Halamka notes that Google Cloud and Mayo Clinic recently announced a partnership to improve patient outcomes and deliver digital health innovation at a global scale. In addition to building its data platform on Google Cloud, Mayo is teaming with Google to create machine learning models for serious and complex diseases that will ultimately be shared with caregivers worldwide to improve healthcare delivery.
“The idea behind the (Google-Mayo) partnership is to create a data platform that is in some ways is vendor neutral,” according to Halamka. “Epic is a transactional system there (at Mayo) that is very rich and has a lot of data. But you’re going to have to combine that data with social determinants of health, wearables, geo-location and outbreak data in communities—lots of different kinds of data.”
Halamka says he thinks of the platform as being a “vendor-agnostic mechanism to gather and integrate data in novel ways,” adding that “Epic will be a very important part of it, but just one part.”

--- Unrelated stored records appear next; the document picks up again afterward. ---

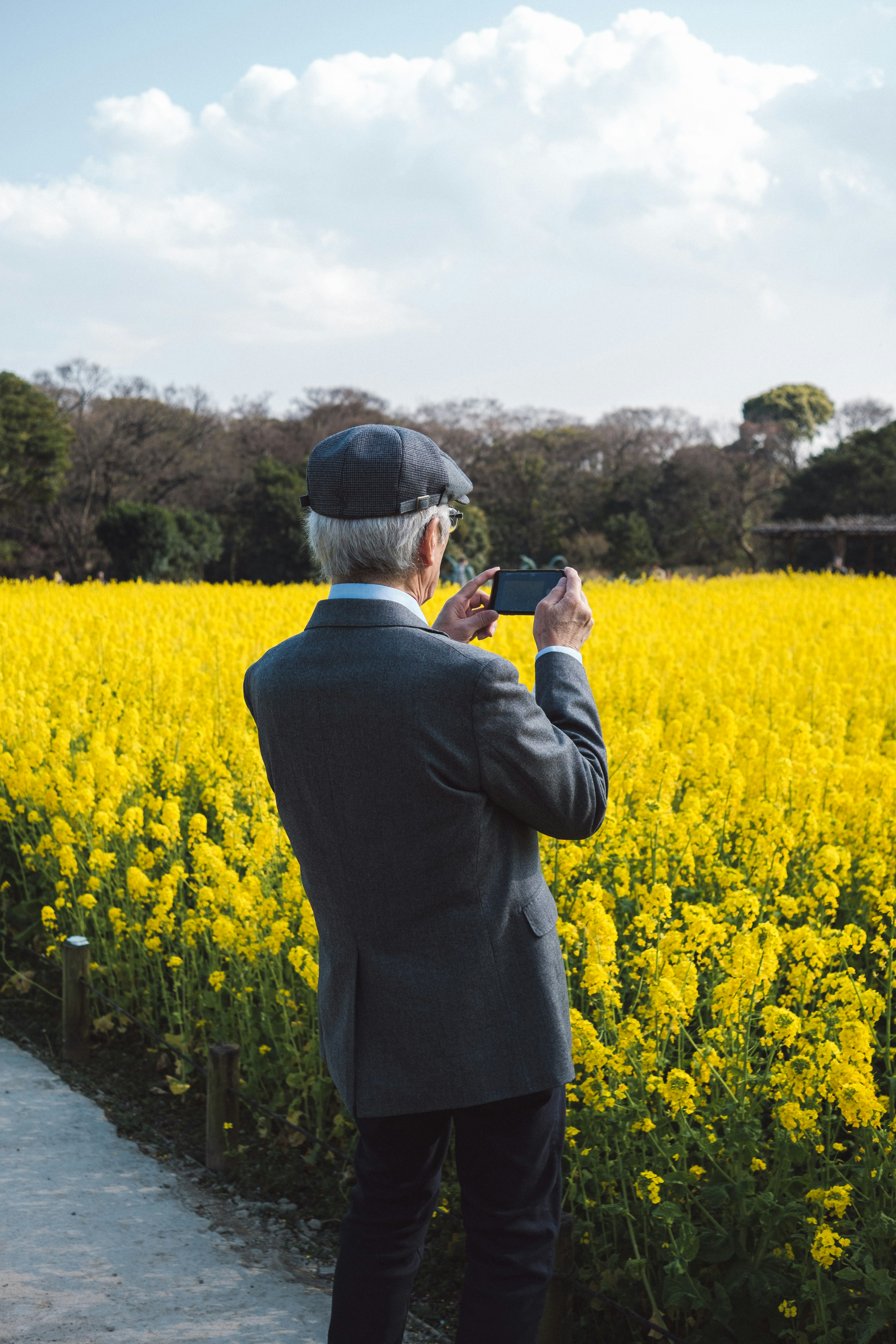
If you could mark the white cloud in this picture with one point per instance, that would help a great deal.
(336, 196)
(366, 197)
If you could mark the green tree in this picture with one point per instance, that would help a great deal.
(150, 542)
(859, 476)
(469, 543)
(34, 444)
(632, 548)
(271, 541)
(798, 409)
(199, 543)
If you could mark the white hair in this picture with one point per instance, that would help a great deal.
(353, 548)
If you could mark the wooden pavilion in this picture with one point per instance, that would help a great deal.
(839, 532)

Next month, Halamka will start living in an apartment in Rochester four days per week, commuting between Massachusetts and Minnesota. “The flights are easy (2.5 to three hours, three times per day on Jet Blue), and even with weekly commuting, I may actually travel less in 2020 than in 2019 (400,000 miles in 40 countries).”
Asked why he decided to commute rather than move to Minnesota, Halamka replies that he can’t “abandon his 250 children”—a reference to the Unity Farm Sanctuary in Sherborn, Mass., founded in late 2016 by him and his wife Kathy, where he will continue to provide weekend care and maintenance for rescued farm animals.